The Buried Giant by Kazuo Ishiguro
My rating: 3 of 5 stars
I admit that I liked this well enough. For what it is. At first it seemed more like a light fable but then it became a full-out allegory reminiscent of some bastard child of Le Morte d'Arthur: King Arthur and the Legends of the Round Table and The Pilgrim's Progress.
If you like this kind of thing, with a pair of old people meeting up with another pair of old people to go on a long meandering journey of lost memories and misty time only a few years after King Arthur's death, stumbling along a grey shadow world to, at last, defeat a mythical dragon that poisons the land of the Brittons and the Saxons, then I seriously think you ought to read this book.
It's well done in a very old tradition, briefly touching upon what might appear to be modern fantasy but really isn't anything of the sort.
This is old fantasy. Some of the oldest traditional fantasies we have, dressed up in plain speech and designed to touch the modern reader without going into any kind of mealy-mouthed religiosity, instead keeping things very much on the surface.
The reveals were fascinating to anticipate. The journey filled me with ill-defined dread.
The end, however, to this allegory... well, it's kinda average.

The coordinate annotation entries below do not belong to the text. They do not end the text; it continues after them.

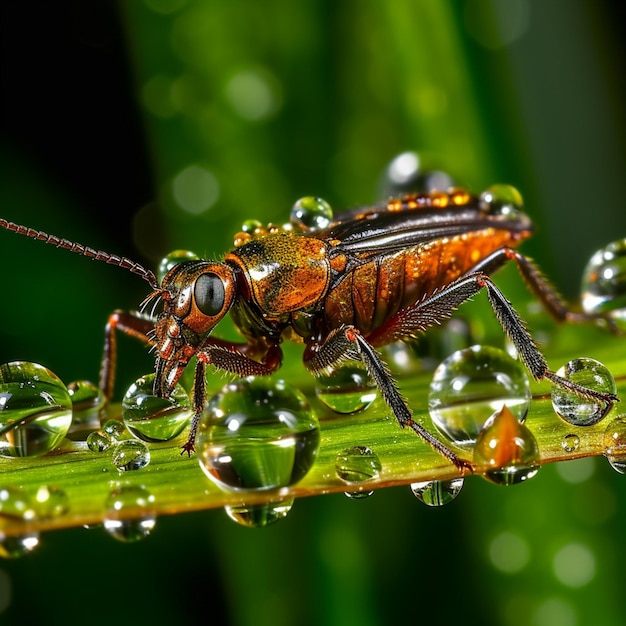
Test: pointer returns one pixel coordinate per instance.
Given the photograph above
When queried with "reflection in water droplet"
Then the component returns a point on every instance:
(51, 502)
(469, 386)
(87, 404)
(257, 433)
(357, 464)
(259, 515)
(152, 418)
(506, 451)
(437, 492)
(348, 389)
(311, 214)
(130, 455)
(114, 429)
(615, 443)
(570, 443)
(97, 441)
(35, 410)
(129, 513)
(604, 283)
(573, 408)
(16, 510)
(502, 201)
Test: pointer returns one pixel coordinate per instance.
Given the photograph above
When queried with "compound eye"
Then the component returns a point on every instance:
(209, 293)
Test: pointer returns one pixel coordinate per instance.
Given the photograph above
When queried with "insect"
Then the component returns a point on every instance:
(341, 286)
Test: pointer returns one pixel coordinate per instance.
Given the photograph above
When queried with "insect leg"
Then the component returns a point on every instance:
(348, 343)
(540, 286)
(414, 319)
(133, 324)
(230, 358)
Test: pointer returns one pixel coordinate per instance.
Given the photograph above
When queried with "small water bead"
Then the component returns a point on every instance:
(357, 464)
(259, 515)
(469, 386)
(114, 429)
(51, 502)
(172, 259)
(502, 201)
(151, 418)
(311, 214)
(506, 450)
(130, 455)
(359, 495)
(256, 434)
(570, 442)
(87, 403)
(16, 511)
(437, 492)
(615, 443)
(97, 441)
(35, 410)
(573, 408)
(129, 513)
(604, 283)
(348, 389)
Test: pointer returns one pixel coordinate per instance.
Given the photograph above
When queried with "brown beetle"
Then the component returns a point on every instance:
(369, 277)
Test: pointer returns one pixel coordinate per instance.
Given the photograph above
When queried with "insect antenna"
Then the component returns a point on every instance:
(96, 255)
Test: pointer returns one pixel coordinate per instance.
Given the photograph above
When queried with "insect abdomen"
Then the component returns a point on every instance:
(375, 290)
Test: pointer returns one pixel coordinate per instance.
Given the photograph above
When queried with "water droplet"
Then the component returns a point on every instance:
(469, 386)
(437, 492)
(51, 502)
(172, 260)
(35, 410)
(573, 408)
(502, 201)
(16, 511)
(259, 515)
(152, 418)
(604, 283)
(357, 464)
(114, 429)
(407, 173)
(347, 389)
(506, 450)
(359, 495)
(257, 433)
(130, 455)
(87, 404)
(570, 442)
(129, 513)
(97, 441)
(311, 214)
(615, 443)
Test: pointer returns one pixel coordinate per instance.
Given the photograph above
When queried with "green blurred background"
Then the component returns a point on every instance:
(147, 125)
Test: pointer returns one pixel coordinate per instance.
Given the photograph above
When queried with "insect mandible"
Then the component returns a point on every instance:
(369, 277)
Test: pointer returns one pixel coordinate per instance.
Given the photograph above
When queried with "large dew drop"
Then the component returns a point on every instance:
(151, 418)
(572, 407)
(506, 452)
(35, 410)
(257, 434)
(469, 386)
(259, 515)
(604, 283)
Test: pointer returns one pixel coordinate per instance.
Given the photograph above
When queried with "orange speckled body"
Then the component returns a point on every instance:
(379, 288)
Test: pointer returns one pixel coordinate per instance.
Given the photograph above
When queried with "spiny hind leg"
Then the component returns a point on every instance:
(347, 343)
(440, 305)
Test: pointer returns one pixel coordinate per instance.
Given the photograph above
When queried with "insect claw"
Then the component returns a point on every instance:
(189, 448)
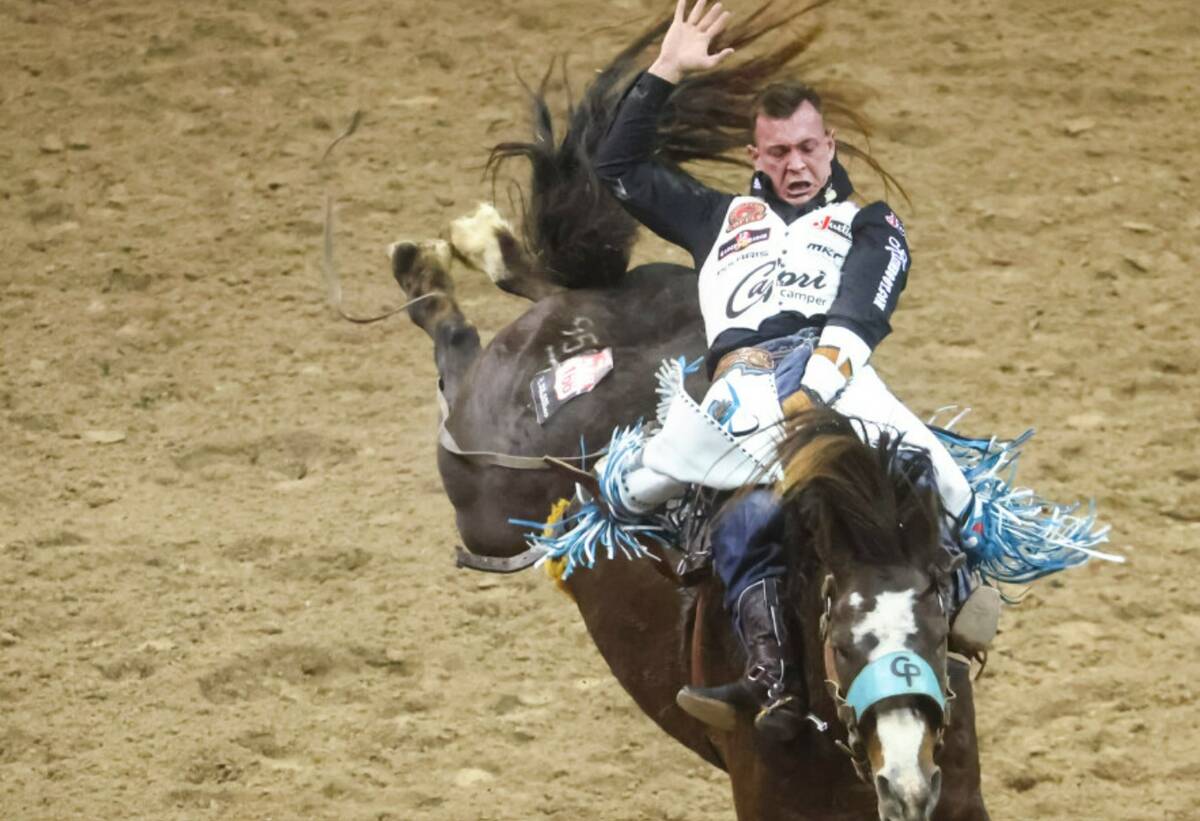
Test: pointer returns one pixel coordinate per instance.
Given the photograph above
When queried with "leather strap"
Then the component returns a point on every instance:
(751, 357)
(465, 558)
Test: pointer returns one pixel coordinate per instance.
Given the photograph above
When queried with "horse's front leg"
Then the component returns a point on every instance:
(961, 792)
(486, 241)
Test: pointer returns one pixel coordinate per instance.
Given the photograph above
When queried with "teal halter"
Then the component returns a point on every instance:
(893, 675)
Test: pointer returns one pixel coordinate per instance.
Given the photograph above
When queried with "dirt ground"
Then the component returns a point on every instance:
(226, 569)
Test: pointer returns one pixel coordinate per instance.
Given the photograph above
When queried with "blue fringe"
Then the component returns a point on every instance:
(1014, 535)
(599, 528)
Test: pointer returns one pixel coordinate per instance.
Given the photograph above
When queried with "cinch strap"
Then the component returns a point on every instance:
(892, 675)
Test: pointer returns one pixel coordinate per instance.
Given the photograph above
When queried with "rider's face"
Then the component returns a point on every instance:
(795, 153)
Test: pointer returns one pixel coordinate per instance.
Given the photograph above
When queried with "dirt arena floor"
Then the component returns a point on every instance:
(226, 562)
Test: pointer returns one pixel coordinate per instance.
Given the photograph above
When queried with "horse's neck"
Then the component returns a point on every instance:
(813, 607)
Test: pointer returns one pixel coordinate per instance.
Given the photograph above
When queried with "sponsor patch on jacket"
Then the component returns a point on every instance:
(743, 240)
(745, 214)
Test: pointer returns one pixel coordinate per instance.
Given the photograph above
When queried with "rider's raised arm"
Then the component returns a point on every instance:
(873, 276)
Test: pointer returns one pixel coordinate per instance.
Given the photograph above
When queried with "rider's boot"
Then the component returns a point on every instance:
(772, 685)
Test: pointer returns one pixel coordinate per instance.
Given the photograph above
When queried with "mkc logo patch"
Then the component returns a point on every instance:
(742, 241)
(745, 214)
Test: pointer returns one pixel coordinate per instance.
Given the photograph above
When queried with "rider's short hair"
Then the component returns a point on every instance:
(779, 101)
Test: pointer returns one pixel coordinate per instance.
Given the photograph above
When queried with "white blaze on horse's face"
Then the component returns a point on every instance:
(889, 623)
(900, 749)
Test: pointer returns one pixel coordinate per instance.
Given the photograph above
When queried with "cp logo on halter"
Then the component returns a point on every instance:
(901, 667)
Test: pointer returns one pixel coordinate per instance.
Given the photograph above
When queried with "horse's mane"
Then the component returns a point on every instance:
(579, 233)
(871, 504)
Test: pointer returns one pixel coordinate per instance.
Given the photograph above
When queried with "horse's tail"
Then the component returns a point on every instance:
(579, 233)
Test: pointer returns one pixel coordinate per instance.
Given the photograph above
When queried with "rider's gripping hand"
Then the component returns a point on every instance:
(685, 46)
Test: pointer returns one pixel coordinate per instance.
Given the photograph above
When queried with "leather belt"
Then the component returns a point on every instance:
(755, 358)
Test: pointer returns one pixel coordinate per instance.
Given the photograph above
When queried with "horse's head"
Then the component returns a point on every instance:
(870, 515)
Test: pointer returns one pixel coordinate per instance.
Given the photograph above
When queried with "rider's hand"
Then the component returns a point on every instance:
(685, 46)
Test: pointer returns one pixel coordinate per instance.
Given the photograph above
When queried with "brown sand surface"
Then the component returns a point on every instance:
(226, 575)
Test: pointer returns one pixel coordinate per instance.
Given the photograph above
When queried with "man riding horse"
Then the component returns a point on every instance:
(797, 283)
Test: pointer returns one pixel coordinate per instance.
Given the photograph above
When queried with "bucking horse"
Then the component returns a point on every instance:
(869, 575)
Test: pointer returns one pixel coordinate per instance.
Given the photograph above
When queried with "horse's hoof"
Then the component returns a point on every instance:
(713, 712)
(477, 240)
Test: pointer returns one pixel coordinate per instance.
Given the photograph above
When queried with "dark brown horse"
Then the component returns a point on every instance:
(861, 520)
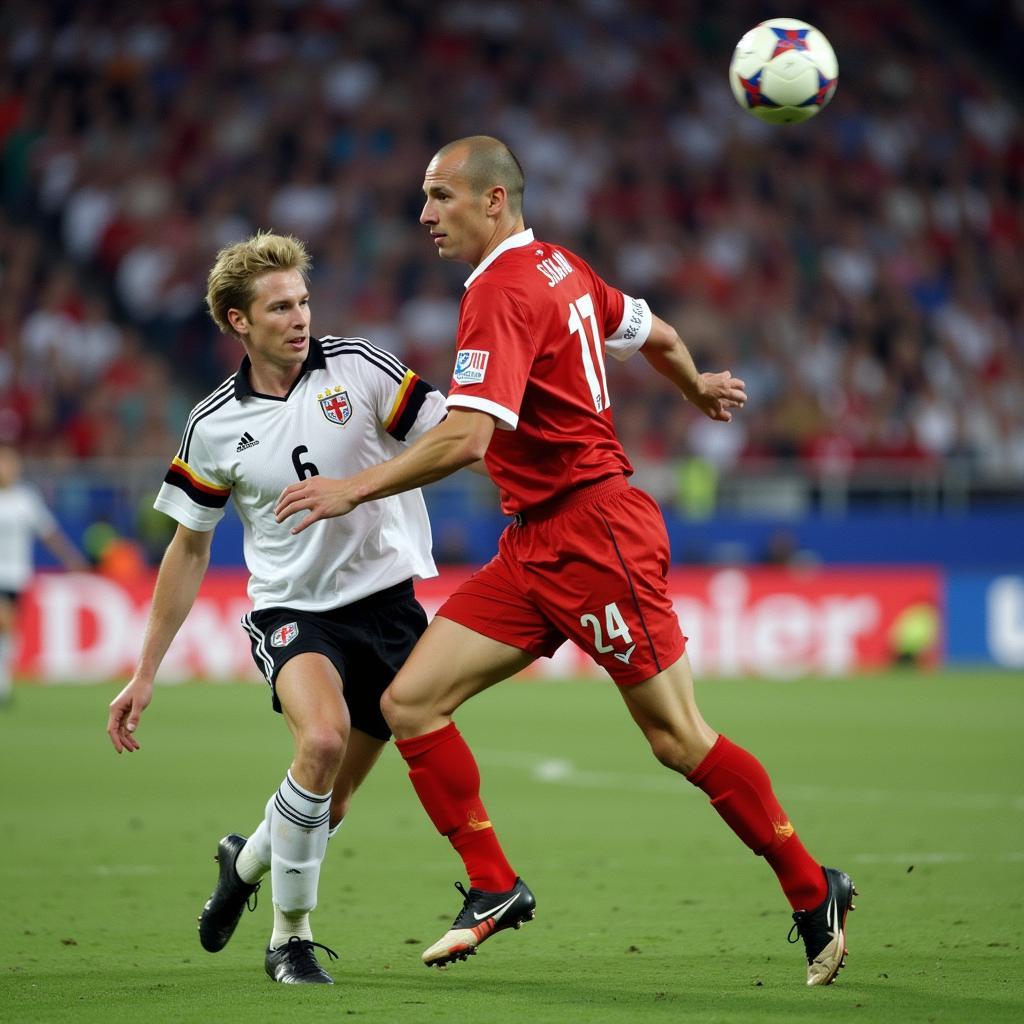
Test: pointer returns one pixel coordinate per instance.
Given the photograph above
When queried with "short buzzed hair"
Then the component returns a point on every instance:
(231, 283)
(489, 162)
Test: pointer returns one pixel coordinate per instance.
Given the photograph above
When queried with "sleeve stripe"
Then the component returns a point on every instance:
(383, 360)
(200, 491)
(407, 406)
(221, 396)
(398, 406)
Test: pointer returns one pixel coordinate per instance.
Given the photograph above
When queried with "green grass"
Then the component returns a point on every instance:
(648, 906)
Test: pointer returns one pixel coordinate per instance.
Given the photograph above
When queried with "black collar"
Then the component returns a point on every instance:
(314, 360)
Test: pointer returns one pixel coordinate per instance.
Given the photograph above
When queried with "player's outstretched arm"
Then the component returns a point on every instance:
(714, 394)
(459, 440)
(180, 573)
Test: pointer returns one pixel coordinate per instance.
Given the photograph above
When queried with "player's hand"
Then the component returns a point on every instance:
(126, 710)
(718, 393)
(321, 497)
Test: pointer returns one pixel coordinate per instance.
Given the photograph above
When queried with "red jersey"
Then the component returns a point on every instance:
(534, 328)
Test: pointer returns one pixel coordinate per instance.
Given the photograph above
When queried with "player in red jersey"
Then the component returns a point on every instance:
(586, 557)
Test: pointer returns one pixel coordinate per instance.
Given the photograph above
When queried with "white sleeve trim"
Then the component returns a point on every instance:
(633, 331)
(507, 420)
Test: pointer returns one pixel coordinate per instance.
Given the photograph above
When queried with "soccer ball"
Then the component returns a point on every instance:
(783, 71)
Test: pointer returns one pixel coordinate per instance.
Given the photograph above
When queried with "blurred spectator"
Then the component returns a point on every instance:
(861, 272)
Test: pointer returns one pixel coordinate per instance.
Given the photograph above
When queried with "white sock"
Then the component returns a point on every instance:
(298, 842)
(287, 925)
(5, 680)
(254, 858)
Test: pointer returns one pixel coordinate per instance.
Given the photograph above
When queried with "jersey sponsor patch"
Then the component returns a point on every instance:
(470, 366)
(336, 406)
(284, 635)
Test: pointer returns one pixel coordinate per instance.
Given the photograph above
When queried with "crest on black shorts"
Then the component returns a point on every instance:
(284, 635)
(336, 406)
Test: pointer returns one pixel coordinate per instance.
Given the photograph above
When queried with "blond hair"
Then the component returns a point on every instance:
(231, 283)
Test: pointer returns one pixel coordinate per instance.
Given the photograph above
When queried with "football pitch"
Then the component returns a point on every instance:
(648, 907)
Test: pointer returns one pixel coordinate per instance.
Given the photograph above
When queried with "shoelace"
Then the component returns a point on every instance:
(300, 951)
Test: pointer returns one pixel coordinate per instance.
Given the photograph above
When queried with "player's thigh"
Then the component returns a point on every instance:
(666, 710)
(8, 607)
(450, 664)
(310, 691)
(361, 753)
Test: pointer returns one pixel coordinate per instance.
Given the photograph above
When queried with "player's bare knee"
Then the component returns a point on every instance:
(324, 745)
(403, 717)
(669, 750)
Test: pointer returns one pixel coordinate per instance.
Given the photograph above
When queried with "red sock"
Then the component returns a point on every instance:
(444, 775)
(740, 791)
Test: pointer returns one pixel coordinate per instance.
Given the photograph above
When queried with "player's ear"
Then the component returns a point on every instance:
(497, 200)
(238, 321)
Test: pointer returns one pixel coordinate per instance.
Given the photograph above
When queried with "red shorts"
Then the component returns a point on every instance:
(591, 567)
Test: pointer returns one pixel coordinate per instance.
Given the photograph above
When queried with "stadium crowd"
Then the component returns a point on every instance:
(861, 272)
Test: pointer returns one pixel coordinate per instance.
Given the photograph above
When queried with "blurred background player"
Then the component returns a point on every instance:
(586, 558)
(334, 610)
(24, 516)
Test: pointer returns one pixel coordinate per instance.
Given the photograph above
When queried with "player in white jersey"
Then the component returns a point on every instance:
(334, 613)
(24, 516)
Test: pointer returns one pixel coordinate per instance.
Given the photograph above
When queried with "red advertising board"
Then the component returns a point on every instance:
(762, 622)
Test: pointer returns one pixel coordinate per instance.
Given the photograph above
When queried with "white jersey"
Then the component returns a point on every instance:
(24, 516)
(352, 407)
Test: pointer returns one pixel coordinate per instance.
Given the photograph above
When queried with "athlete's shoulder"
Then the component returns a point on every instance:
(217, 398)
(360, 350)
(538, 264)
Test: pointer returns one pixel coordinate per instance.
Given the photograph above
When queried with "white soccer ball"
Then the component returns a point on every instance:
(783, 71)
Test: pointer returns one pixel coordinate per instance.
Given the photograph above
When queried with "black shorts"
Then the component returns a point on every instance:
(367, 641)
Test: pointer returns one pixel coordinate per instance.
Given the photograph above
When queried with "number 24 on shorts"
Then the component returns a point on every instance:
(614, 626)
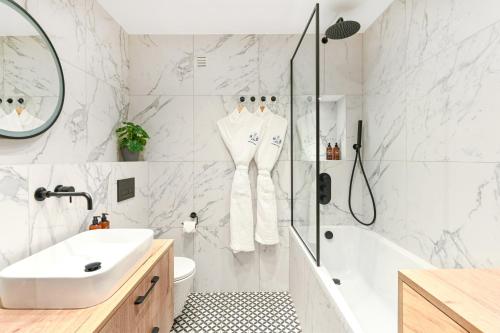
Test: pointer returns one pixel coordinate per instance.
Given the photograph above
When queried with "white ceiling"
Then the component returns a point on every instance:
(235, 16)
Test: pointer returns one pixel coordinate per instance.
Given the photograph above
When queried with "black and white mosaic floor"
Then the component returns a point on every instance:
(238, 313)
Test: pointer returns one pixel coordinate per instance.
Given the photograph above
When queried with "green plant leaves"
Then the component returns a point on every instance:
(132, 136)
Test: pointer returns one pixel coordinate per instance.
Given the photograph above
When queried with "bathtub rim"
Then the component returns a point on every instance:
(328, 287)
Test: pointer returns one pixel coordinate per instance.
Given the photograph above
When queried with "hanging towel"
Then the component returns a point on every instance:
(274, 130)
(241, 132)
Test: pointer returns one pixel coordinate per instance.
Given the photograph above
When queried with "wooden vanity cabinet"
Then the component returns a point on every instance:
(449, 301)
(143, 304)
(152, 314)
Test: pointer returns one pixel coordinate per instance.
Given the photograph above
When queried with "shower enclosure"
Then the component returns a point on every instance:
(305, 135)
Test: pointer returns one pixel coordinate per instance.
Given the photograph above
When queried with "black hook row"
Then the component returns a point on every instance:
(263, 98)
(10, 100)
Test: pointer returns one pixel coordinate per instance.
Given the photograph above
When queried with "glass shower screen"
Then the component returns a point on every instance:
(305, 135)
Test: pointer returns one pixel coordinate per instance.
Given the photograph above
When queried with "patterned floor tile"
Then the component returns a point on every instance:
(246, 312)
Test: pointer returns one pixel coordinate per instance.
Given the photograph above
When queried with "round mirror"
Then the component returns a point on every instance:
(31, 77)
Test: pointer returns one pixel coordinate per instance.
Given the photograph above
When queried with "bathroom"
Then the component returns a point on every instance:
(420, 75)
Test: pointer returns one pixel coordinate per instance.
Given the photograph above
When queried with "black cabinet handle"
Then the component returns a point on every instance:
(141, 299)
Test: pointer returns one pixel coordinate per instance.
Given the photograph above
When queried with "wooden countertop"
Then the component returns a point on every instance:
(79, 320)
(471, 297)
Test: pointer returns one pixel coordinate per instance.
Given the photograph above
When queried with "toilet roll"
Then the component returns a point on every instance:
(189, 227)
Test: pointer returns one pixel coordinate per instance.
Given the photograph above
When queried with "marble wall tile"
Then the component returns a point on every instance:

I mean, Sir Gawain is an old knight here. Sir Wisdom is an interesting, if horrific, plot device.
Does this deserve all the accolades? Maybe, but only if you're in the old school literati wanting a good treatment of old subjects done in a modern way. Everyone else might be a little bored. Or disgruntled at the lack of big giants rising up out of the ground with huge armies actively trying to defeat its greatest foe. Any of that will merely be recalled in the deep past or anticipated for the future.
This one is mostly only about the old folks.